Suposto efeito de medicação

Na sessão administrativa do Órgão Especial em 25 de novembro de 2020, o advogado Marco Antônio Barone Rabello fez sustentação oral, representando o desembargador. Alegou prescrição da pretensão punitiva disciplinar e ausência de indícios de afronta à legislação.

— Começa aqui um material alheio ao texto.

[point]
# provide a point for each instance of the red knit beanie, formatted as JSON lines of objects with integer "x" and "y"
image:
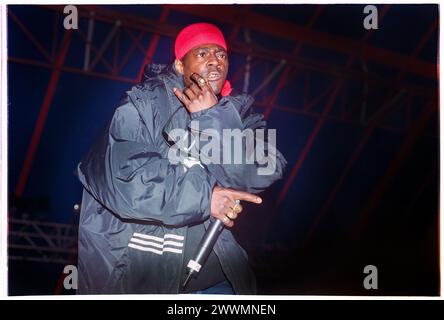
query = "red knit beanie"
{"x": 196, "y": 34}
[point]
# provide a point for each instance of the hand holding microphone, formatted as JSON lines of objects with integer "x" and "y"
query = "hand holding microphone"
{"x": 225, "y": 207}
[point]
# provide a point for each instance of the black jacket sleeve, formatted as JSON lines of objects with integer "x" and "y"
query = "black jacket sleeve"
{"x": 126, "y": 174}
{"x": 248, "y": 169}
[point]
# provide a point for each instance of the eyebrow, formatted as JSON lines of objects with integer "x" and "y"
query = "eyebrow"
{"x": 208, "y": 49}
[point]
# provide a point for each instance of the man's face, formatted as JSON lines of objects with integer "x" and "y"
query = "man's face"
{"x": 210, "y": 61}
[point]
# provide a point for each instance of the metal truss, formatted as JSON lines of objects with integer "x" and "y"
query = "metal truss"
{"x": 39, "y": 241}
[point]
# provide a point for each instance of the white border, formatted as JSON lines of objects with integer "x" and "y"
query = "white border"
{"x": 3, "y": 169}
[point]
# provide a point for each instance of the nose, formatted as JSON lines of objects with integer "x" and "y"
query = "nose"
{"x": 212, "y": 59}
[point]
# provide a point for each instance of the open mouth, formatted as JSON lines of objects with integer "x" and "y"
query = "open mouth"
{"x": 214, "y": 76}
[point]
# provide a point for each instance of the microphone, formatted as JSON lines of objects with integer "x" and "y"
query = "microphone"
{"x": 205, "y": 246}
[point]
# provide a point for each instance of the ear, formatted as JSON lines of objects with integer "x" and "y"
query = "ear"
{"x": 179, "y": 66}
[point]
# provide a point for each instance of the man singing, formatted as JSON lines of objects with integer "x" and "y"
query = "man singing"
{"x": 143, "y": 215}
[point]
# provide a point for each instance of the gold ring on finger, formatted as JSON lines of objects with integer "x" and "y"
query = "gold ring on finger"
{"x": 231, "y": 215}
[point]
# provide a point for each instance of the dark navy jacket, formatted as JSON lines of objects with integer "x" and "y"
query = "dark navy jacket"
{"x": 137, "y": 205}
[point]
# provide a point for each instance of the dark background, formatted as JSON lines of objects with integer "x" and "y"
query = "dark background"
{"x": 356, "y": 114}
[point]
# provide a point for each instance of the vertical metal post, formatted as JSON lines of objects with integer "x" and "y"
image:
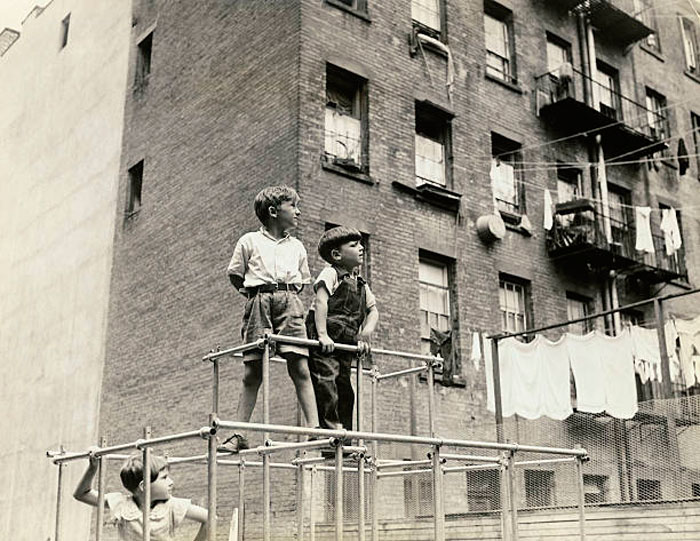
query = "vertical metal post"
{"x": 312, "y": 517}
{"x": 211, "y": 482}
{"x": 495, "y": 366}
{"x": 59, "y": 498}
{"x": 375, "y": 450}
{"x": 361, "y": 461}
{"x": 300, "y": 502}
{"x": 438, "y": 503}
{"x": 215, "y": 398}
{"x": 266, "y": 435}
{"x": 581, "y": 498}
{"x": 241, "y": 499}
{"x": 146, "y": 503}
{"x": 101, "y": 476}
{"x": 512, "y": 495}
{"x": 339, "y": 492}
{"x": 431, "y": 399}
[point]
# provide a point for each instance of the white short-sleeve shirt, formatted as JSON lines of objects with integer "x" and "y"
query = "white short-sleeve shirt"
{"x": 260, "y": 259}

Ressaltou que se tratava de fato da vida privada, ocorrido em 2015. Desde então, afirmou, o magistrado “continuou a exercer as atividades com presteza e competência, não havendo qualquer mácula na sua atuação funcional no período”.

“Embora realmente tenha se exaltado indevidamente com a policial militar, o fez na sua vida particular”, disse, na sustentação.

O advogado admitiu que, ao ligar para o Serviço de Emergência 190, temendo que seu filho tivesse sido vítima de algum crime, Siqueira “estava alterado, fazendo afirmações desconexas e sem sentido, provavelmente por efeito de medicação para depressão e ansiedade que tomara antes de dormir”.

Rabello afirmou acreditar que o Órgão Especial não compactuaria com a “verdadeira perseguição que mídia está promovendo contra o desembargador”.

Prepotência e arrogância

O presidente do TJ-SP, desembargador Geraldo Francisco Pinheiro Franco, votou pela rejeição da defesa prévia e pela instauração do PAD por violação, em tese, de artigos da Lei Orgânica da Magistratura Nacional (Loman) e do Código de Ética da Magistratura. A decisão foi unânime.

O presidente entendeu que nervosismo, depressão ou ansiedade não justificam a prepotência e desdém do magistrado. Pinheiro Franco afirmou que o desembargador Siqueira “se arvorou no direito de não só ofender e ameaçar os policiais, como determinou providências”.

Não foi aprovada a sugestão de enviar, como informação, esse caso ao CNJ, que avocara as investigações sobre o desembargador. Pinheiro Franco entendeu que se tratava de um fato autônomo, e que o processo deveria ser instaurado pelo tribunal. Foi acompanhado pelos pares.

Na avaliação do presidente, os policiais que atenderam o desembargador revelaram “postura impecável”.

CNJ afasta o cidadão

Em agosto de 2020, o CNJ instaurou, de ofício, ou seja, sem provocação externa, processo administrativo disciplinar e afastou provisoriamente o desembargador Eduardo Siqueira, ao julgar duas reclamações disciplinares e um pedido de providências.

O então corregedor nacional de Justiça, ministro Humberto Martins, depois de assistir um dos vídeos, determinou que o TJ-SP encaminhasse ao CNJ o procedimento instaurado no tribunal estadual.

Nas informações que enviou ao CNJ, o advogado Marco Antônio Barone Rabello afirmou que os guardas municipais “envolvidos nos incidentes filmados com o cidadão Eduardo, e nas abordagens anteriores, abusaram da autoridade” e  exigiram o cumprimento de obrigação “sem amparo legal”.

“O cidadão Eduardo passou a ser perseguido e ilegalmente filmado pela Guarda Municipal de Santos, e, no dia 18 de julho de 2020, acabou sendo vítima de armação, pois o guarda municipal que permaneceu na viatura sabia das abordagens anteriores, especialmente a última, quando, pela primeira vez, houve uma altercação”, afirmou Rabello.